The onset of congestive heart failure in the first months of life in the child with a primum atrial septal defect or partial atrioventricular canal defect places the condition in a subset of this defect posing significant challenges to successful management. The association of one or multiple left-sided obstructive lesions including coarctation, mitral valve anomaly or hypoplasia, left ventricular hypoplasia, and subaortic stenosis as the cause of such a presentation is emphasized by Giamberti and associates and in our series from the Children's Hospital in Boston [1]. The challenges in formulating a surgical approach in these children is well described in this series, and an attempt to use objective criteria, such as mitral valve area, is advocated to assist in management decisions.
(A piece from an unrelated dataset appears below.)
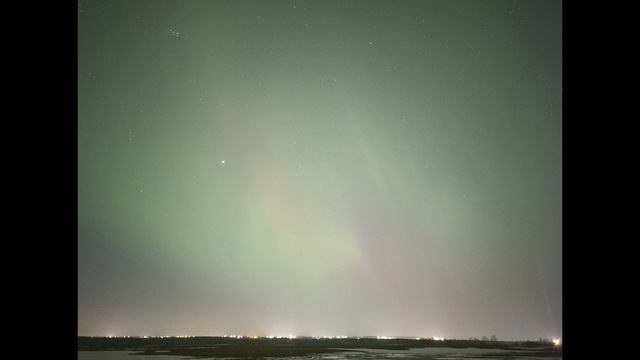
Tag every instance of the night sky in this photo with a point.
(320, 168)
Although Giamberti and associates have well demonstrated that a poor outcome is highly correlated with severe mitral hypoplasia, it is difficult to advocate "giving up" on the left ventricle to pursue a single-ventricle algorithm when it is managing to support the full systemic circulation in these children preoperatively (assuming the ductus is closed or shunting only left to right). As has been shown with other anomalies characterized as multiple lesions in series (interrupted aortic arch/ventricular septal defect, for example) better results can often be achieved by an approach designed to perform a more complete repair in a single stage. The patients described in this series typically have some degree of aortic arch hypoplasia associated with the coarctation. Repair of such a defect via sternotomy on bypass is often easier with more complete immediate resolution of obstruction than the subclavian flap technique employed by Giamberti and associates.
Regardless of the initial approach followed, the current series well demonstrates the frequent need for reintervention. This underscores the importance of continued close surveillance of these patients, particularly regarding mitral valve function and subaortic stenosis.